A major conference on poverty reduction, sponsored by the World Bank and the Chinese government, opened today with a call for a new commitment from rich and poor countries to cut poverty in half by 2015. World Bank President James Wolfensohn warned that the world community must meet the Millennium Development Goals it set for reducing poverty as a matter of self interest: “Without alleviating poverty there is no potential for peace and stability.”

Wolfensohn spoke to more than 1,000 people, mostly from developing countries. They included the leaders of Brazil, Tanzania, and Bangladesh, along with many government ministers, development experts, civic groups and non-government organizations. 

 

During the next two days they will examine nine months of development research, including 100 case studies, a dozen field visit reports and results from extensive global discussions among development experts and practitioners.

 

The World Bank president said the challenge is to find ways dramatically to scale up current approaches to fighting poverty.
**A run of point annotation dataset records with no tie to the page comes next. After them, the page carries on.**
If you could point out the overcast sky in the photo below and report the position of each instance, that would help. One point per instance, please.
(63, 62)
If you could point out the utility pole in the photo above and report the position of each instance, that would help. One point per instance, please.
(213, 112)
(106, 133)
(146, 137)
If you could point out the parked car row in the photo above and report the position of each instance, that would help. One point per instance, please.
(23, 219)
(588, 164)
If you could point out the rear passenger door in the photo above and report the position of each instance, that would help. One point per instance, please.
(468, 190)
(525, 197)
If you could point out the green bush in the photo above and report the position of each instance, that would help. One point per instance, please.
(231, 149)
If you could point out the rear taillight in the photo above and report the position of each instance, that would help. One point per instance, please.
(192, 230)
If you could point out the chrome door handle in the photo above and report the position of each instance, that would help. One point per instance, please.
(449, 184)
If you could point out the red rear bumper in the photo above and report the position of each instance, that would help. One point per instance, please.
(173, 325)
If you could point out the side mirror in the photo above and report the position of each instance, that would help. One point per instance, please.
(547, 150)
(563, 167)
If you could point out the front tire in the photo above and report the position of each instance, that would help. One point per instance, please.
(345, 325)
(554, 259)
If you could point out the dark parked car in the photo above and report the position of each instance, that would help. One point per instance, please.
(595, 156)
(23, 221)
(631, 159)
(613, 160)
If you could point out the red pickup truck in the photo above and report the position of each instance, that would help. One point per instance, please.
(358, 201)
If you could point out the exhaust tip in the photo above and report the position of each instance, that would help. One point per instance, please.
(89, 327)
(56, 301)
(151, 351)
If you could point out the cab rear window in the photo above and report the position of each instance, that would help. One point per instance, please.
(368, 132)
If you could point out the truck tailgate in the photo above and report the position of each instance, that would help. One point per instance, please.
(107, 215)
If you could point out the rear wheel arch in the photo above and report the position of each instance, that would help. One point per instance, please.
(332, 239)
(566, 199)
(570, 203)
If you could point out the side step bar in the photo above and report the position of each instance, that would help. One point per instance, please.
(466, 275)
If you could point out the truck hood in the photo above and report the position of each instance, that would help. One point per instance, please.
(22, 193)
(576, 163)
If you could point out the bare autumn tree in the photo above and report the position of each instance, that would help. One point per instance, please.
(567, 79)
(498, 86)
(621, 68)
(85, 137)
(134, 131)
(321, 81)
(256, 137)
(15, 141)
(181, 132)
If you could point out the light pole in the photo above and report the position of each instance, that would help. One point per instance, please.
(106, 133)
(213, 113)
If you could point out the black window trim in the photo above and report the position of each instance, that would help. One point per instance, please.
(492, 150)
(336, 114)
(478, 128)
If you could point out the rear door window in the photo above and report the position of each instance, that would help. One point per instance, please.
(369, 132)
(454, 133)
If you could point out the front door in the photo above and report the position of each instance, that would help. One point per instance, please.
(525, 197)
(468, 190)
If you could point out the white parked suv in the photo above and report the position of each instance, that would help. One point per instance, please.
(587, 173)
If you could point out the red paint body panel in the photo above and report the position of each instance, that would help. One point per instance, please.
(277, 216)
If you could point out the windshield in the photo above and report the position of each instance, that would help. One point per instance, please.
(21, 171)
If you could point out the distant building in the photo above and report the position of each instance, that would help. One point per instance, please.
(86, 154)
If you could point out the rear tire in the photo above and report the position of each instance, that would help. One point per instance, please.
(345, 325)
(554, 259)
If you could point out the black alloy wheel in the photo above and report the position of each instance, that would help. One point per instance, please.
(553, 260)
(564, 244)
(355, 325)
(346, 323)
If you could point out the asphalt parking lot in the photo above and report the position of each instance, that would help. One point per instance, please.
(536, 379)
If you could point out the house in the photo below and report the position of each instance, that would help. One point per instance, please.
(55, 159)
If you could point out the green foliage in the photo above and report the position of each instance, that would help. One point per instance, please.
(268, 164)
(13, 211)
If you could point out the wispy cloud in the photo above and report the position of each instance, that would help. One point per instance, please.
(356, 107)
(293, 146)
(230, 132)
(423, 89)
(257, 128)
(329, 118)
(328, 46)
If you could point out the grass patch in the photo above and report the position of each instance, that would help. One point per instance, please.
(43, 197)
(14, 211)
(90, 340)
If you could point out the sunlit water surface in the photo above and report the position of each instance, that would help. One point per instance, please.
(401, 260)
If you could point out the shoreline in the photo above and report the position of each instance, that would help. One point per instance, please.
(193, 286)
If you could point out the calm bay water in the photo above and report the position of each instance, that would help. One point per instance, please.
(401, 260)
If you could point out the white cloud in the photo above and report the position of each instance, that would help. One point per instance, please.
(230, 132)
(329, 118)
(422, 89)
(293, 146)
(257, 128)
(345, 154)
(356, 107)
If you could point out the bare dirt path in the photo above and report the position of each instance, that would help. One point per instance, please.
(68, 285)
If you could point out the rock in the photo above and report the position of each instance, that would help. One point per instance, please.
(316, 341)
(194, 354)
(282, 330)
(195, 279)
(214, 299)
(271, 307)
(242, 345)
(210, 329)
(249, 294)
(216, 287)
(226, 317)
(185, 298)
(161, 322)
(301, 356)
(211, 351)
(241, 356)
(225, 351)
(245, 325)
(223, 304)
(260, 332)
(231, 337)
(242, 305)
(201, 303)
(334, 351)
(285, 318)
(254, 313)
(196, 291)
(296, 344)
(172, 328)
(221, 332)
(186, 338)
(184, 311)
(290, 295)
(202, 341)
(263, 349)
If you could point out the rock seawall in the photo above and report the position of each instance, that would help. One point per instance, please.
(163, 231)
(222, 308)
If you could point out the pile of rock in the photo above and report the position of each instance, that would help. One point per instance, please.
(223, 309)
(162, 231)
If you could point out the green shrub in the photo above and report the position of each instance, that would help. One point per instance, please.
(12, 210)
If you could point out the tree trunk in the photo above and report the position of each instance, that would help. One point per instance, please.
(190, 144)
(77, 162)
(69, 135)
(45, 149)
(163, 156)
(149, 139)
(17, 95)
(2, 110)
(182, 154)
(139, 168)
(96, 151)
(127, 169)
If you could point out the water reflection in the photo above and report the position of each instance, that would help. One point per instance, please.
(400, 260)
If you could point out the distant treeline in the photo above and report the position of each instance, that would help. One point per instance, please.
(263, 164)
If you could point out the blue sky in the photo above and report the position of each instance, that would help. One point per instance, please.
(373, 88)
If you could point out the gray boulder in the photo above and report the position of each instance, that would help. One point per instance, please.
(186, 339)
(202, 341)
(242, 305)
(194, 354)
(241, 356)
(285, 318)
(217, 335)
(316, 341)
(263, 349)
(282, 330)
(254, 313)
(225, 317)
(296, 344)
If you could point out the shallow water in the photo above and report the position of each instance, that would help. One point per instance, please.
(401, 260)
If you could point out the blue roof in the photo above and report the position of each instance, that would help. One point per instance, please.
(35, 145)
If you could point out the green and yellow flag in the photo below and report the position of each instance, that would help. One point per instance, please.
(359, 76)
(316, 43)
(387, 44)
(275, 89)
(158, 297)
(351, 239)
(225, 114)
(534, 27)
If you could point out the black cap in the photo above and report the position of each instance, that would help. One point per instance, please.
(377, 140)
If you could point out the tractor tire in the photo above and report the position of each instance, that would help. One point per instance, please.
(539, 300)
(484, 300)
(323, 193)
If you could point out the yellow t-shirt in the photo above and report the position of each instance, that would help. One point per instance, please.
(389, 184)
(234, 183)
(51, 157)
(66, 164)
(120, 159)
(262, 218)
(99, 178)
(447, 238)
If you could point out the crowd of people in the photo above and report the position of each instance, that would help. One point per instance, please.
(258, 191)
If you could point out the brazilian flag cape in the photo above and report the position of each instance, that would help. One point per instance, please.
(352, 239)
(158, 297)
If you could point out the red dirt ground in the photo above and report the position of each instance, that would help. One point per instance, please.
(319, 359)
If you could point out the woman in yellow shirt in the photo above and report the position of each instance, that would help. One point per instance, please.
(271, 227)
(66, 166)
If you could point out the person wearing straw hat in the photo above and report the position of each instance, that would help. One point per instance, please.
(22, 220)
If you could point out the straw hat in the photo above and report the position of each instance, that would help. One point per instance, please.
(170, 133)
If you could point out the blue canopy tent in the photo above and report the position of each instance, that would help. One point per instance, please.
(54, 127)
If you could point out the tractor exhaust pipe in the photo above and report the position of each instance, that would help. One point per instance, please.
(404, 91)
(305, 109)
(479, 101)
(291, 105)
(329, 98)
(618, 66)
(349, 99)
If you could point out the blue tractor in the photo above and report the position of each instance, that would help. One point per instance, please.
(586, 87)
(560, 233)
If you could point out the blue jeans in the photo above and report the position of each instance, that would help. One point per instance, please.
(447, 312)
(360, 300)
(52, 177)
That is why the conference is being held in China: “In this country, in the last 20 years, between 300 and 400 million people have been lifted out of poverty.” China has achieved this by looking at the totality of the challenges and implementing long-term solutions.

 

While the world has much to learn from China, Wolfensohn noted that China can also learn from the world and the global research being shared at the conference. 

 

Premier Wen Jiabao acknowledged that China has made great progress but that it still faces a daunting task. “We still have nearly 30 million rural citizens who do not have adequate food and clothing.”

 

Wen said that for the fight on poverty to succeed, all countries must work together to create an environment of peace and stability. He urged the developed countries to pay more attention to the plight of developing countries by “providing them with more aid, relieving their debts, accelerating technology transfers and rolling back trade protection.”

 

Wen announced that China will contribute an additional US$20 million to the Asian Development Bank to create the China Special Fund for Poverty Reduction and Regional Cooperation, targeting poverty in the Asia-Pacific region.

 

Brazil’s President Luis Inacio Lula da Silva, who is campaigning to eradicate poverty at home, called the Shanghai conference a web of opportunity and stated that hunger is the greatest weapon of mass destruction of our time, claiming millions of victims every year. Tanzanian President Benjamin Mkapa and the Bangladesh Prime Minister Begum Khaleda Zia also embraced the conference goal of scaling up poverty reduction.

 

Wolfensohn said key themes on the way to move forward are already emerging from the extensive research conducted. Poor people must take the lead in finding solutions to their poverty; local communities must be empowered to control money that is allocated to help them; and development practitioners must start thinking on a much larger scale and envision ways to expand small projects to the point where they are addressing the totality of the poverty challenge.